While Family Tree DNA is another provider of DNA test services.  I uploaded my Ancestry DNA results to FTDNA, which you can do free of charge.  Although haven’t yet made any confirmed matches through that website.  Their services, however, do seem very professional.  This is a screenshot as an example of how matches will appear.  (I’ve scrubbed out some of the personally identifiable information here)

FTDNA Matches page screenshot

A more recent addition to the trio of dna testing companies above is My Heritage. You can find out more about what they offer by clicking here.

So, as you can see, there are different companies available for you to test with, if you are interested in using DNA to further your family history research.  And, using DNA for this purpose can certainly help.

I’ll give an example.

One of my 8 times great grandparents, called Randulph (or Randle) Poynton/Pointon was a potential son of 2 different sets of parents.  Looking at baptismal records from Norton in the Moors, Staffordshire, and then searching through my match lists for people with the surname Poynton/Pointon in the family trees also solved this riddle.

I could not have been related to another match via one of the baptisms as following that line would have taken me well beyond the predicted relationship range of the match, while looking at the predicted relationship range on Ancestry, and then using the Gedmatch website to check what it said about the number of estimated generations to our most recent common ancestor, the other baptism was a perfect match when comparing our trees also.
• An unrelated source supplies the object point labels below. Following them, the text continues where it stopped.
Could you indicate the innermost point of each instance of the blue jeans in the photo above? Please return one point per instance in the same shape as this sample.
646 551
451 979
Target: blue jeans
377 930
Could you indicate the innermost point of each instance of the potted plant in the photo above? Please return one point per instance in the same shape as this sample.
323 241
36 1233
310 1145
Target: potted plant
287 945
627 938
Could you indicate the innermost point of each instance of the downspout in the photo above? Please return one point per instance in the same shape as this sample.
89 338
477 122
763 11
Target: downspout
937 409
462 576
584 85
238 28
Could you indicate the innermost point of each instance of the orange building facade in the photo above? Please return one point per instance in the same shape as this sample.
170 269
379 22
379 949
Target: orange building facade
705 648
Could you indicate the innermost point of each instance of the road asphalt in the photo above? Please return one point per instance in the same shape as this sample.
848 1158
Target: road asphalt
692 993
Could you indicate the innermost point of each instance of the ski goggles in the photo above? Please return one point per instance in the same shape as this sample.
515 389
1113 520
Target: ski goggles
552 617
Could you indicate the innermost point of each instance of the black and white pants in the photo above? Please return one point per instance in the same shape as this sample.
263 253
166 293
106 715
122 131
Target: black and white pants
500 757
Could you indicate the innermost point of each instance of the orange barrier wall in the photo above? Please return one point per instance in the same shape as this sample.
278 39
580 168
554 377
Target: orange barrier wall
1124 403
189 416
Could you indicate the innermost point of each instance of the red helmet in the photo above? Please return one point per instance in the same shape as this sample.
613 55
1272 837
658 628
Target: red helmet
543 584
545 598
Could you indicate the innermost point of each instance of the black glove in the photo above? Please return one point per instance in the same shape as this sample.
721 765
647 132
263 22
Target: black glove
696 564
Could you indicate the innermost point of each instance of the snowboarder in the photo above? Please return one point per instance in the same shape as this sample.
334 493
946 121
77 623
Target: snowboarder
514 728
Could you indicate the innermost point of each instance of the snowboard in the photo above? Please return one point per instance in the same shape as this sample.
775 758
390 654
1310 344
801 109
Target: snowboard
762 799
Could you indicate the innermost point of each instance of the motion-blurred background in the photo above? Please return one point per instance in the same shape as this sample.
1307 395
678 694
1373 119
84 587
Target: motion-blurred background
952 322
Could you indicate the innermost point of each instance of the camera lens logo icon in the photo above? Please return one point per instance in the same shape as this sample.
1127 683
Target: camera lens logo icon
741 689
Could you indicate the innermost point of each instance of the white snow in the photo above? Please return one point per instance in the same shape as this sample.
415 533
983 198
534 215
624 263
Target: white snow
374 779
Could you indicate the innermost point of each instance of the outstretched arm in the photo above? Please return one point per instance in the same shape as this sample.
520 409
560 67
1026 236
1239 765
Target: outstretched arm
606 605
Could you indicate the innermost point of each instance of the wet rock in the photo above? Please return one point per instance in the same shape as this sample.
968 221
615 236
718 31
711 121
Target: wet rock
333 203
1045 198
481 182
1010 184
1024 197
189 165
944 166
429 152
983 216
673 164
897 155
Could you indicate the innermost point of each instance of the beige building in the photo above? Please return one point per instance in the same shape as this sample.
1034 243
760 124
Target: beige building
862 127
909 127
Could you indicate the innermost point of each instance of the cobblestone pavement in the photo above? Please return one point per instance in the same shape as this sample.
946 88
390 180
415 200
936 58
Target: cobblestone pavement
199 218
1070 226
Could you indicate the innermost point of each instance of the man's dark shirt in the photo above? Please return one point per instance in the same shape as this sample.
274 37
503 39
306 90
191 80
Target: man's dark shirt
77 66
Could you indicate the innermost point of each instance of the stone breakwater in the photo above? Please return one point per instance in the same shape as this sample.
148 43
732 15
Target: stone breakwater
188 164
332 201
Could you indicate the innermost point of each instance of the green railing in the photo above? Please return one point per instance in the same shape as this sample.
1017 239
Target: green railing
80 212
And that is a key thing I believe, when you decide to take one of these DNA tests, make sure you have a family tree available for comparison, otherwise, the process doesn’t seem to make any sense.

When I first took a DNA test, I didn’t have a clue how they worked or how the matches worked, I still don’t know a lot, however, i’m learning more now.  One of the main things is to provide some method of comparison, or at least provide a method of contact so that somebody who is a potential match can get in touch to share notes, and ask how they may be related.

This is a screenshot of some of my closest matches at 23andme, I haven’t scrubbed any of the names, or anything else out, this is how they appear, except for the one at the very bottom of the image whose name just showed up on the image:

23andme DNA relatives screenshot

As you can see, none of some of the most closest matches have any method of either comparing results, getting in touch, or have provided even surnames they are interested in, or places of interest.

When you have provided your sample with one of the companies, and registered the DNA kit, before sending the kit back to the company, please take a little time to familiarise yourself with the settings on the website, and to at least add some family surnames and places where the family lived, possibly add a tree, privatising any people who are living if you would like to do so, or, indeed, any other family members, and, please, if you are going to take a DNA test and add no other information, please at least provide a means for contact.

Finally, when you have your results and are able to log in and view them, I highly recommend the Gedmatch website.

Gedmatch Analysis tools screenshot

It’s a great free tool for making comparisons with others who have been tested, and, it gives you an estimated number of generations to a most recent common ancestor. So far, the estimated number of generations with my confirmed matches has been pretty much exact.

Additionally, and, crucially, I believe for DNA and family history research combined, it does combine DNA and family tree data pretty well.

Your testing company will have a section allowing you to download your DNA data.  If you do that, you can then upload it to Gedmatch, there is even a section which checks your DNA and brings up family tree results for people who match your DNA.

DNA testing is fascinating stuff which I don’t fully understand, I don’t believe that any of the sites quite understand how to combine both DNA testing and family trees fully as yet.   However, it’s clearly the case that DNA testing can bring some successes, and can sometimes confirm your research, if you are unsure.